Cawthorn’s Facebook ads didn’t mention his opponent by name until September. However, he recently launched a website and Facebook community (currently four followers strong) called Moe Taxes, dedicated solely to attacking Davis.
Cawthorn’s strategy to garner support on a national level is underscored by Facebook ads utilizing buzzwords and phrases like “radical leftists,” “left-wing mob,” and “the socialist Left.” This language further polarizes voters, signals his alignment with the Republican agenda, and makes his ads generalizable to a broad audience beyond Western North Carolina.
What’s the point of focusing on voters that won’t even have Cawthorn’s name on their ballot? Money. Like a signature at the end of a document, nearly all of Cawthorn’s ads on Facebook have a bold box in either red, white, or blue that says “DONATE NOW.”
That strategy seems to be working. Compared with Davis, a greater proportion of Cawthorn’s individual contributions come from out-of-state, according to financial records from the Federal Election Commission analyzed by Open Secrets.
These advertising tactics and fundraising successes are in conflict with how Cawthorn has said congressional elections should run.
“I believe I should only be able to fundraise inside of District 11. That would mean that I owe my successes only to the people that I represent,” he said at a Sept. 9 debate.
Davis: A Local Approach
Davis is keeping it local, often addressing Western North Carolina voters directly in ad videos or captions.
Unlike the all-encompassing American flag that Cawthorn garnishes his ads with, Davis applies hashtags, used to increase engagement and draw in audiences of interest, for specific counties in District 11.
“#asheville #brevardnc #hendersonvillenc #wnc #nc #waynesvillenc #sylvanc #cullowhee #franklinnc,” were among some hashtags Davis used in ads where he talked about legalizing marijana and making Western North Carolina the “epicenter for alternative energy.”
The tagged locales paint a clear picture of Davis’s targeted region.
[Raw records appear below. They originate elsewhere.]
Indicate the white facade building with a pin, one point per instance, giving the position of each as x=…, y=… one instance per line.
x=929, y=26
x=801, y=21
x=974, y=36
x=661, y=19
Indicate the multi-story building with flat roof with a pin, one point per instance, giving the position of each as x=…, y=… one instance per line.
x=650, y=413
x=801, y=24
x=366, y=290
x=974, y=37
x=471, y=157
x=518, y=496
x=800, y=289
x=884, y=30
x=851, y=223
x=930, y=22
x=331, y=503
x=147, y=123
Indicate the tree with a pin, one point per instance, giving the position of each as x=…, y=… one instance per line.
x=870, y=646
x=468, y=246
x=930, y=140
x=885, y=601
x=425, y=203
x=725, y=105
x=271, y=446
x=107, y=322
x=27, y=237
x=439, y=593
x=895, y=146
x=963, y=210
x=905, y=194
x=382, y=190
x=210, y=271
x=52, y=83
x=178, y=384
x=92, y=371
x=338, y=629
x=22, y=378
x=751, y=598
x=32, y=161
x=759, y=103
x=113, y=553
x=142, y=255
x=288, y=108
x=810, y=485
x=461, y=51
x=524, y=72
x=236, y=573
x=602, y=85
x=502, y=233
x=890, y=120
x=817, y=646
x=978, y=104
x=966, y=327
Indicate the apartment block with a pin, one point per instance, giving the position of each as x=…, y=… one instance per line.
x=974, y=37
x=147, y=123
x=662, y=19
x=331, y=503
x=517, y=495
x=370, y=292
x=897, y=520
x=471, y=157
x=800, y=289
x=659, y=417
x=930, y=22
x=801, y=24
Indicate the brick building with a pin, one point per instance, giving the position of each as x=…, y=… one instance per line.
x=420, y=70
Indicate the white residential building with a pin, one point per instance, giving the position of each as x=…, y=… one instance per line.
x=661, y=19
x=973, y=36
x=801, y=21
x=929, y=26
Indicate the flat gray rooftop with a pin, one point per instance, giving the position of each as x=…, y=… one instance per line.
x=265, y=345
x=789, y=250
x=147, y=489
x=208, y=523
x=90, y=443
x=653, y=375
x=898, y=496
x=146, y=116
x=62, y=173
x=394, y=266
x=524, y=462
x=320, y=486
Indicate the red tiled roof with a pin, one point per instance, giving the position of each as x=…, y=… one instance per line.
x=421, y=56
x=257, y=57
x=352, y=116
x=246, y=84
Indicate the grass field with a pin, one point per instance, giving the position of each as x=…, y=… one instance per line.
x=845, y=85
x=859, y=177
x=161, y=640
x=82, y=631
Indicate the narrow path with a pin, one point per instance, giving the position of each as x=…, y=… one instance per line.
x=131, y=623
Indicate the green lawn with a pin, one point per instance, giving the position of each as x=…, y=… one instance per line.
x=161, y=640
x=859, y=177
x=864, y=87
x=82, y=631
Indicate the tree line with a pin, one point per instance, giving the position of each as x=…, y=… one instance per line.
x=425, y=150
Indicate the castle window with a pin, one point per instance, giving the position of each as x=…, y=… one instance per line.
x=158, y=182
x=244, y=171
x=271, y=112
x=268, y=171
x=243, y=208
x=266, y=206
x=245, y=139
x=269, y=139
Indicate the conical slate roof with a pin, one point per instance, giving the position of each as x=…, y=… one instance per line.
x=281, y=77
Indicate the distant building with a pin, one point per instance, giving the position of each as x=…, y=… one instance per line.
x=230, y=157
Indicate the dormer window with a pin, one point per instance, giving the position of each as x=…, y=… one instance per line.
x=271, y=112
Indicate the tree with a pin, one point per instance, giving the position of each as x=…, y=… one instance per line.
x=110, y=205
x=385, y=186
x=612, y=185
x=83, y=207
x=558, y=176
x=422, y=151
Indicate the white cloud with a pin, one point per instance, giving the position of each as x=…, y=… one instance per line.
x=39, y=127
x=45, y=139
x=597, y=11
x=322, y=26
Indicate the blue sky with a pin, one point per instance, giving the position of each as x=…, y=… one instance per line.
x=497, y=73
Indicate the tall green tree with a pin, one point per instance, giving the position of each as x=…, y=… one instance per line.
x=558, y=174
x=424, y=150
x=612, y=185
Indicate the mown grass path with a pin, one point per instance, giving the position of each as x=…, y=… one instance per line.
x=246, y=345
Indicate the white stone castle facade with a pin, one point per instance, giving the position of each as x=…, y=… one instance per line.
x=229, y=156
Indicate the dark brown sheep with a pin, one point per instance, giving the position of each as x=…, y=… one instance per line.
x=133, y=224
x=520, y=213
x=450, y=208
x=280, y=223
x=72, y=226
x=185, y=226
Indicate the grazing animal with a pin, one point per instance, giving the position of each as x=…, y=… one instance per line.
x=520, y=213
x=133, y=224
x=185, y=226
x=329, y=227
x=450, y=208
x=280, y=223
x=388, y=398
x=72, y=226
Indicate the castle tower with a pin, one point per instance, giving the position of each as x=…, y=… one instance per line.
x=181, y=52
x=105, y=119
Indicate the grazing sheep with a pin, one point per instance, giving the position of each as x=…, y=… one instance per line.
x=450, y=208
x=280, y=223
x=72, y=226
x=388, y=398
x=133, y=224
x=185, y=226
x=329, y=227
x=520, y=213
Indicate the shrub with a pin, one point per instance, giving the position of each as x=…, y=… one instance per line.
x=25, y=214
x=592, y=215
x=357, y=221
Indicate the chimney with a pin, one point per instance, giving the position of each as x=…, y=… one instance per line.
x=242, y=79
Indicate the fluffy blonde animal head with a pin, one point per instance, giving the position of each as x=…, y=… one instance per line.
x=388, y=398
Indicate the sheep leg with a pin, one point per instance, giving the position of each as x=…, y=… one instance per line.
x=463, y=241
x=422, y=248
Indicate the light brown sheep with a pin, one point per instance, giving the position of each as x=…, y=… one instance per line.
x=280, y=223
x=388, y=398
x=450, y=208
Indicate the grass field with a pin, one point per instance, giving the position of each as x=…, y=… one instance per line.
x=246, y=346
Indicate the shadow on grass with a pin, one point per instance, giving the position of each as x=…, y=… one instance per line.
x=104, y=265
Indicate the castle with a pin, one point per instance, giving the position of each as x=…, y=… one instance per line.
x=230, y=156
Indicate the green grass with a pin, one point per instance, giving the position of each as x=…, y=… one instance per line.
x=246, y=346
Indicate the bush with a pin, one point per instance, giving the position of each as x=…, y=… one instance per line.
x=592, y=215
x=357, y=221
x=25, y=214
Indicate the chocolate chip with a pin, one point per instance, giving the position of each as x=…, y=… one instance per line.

He’s focused on the “#blueridgemountains” area.
Those hallmark mountains also appear as Davis’s background for ads, further signaling his focus on Western North Carolina.
In a Facebook ad that ran regularly from August through September, Davis flaunted a poll conducted by his campaign that put the two in a “DEAD HEAT!”
The graphic shows Davis and his campaign logo, which features mountains, with 40% of the vote and Cawthorn, his name in plain black text, with 42% of the vote.
In the caption, Davis distilled the choice down to “a 25-year veteran,” or a “25-year old QAnon believer.”
On Oct. 8, Davis’s active Facebook ads were almost exclusively shown in North Carolina. Many of Cawthorn’s active ad campaigns were primarily viewed in California, Texas, and Florida, while several were primarily viewed in North Carolina, according to the Facebook Ad Library.
The local focus that anchors the content and targeting of Davis’s Facebook ads extends through his campaign. At the Sept. 9 debate, he made it clear he’s staying in the district.
“Since the first of the year, I’ve left the district for one night. My opponent’s been jetting around the country with the Trump kids and up in Washington,” said Davis.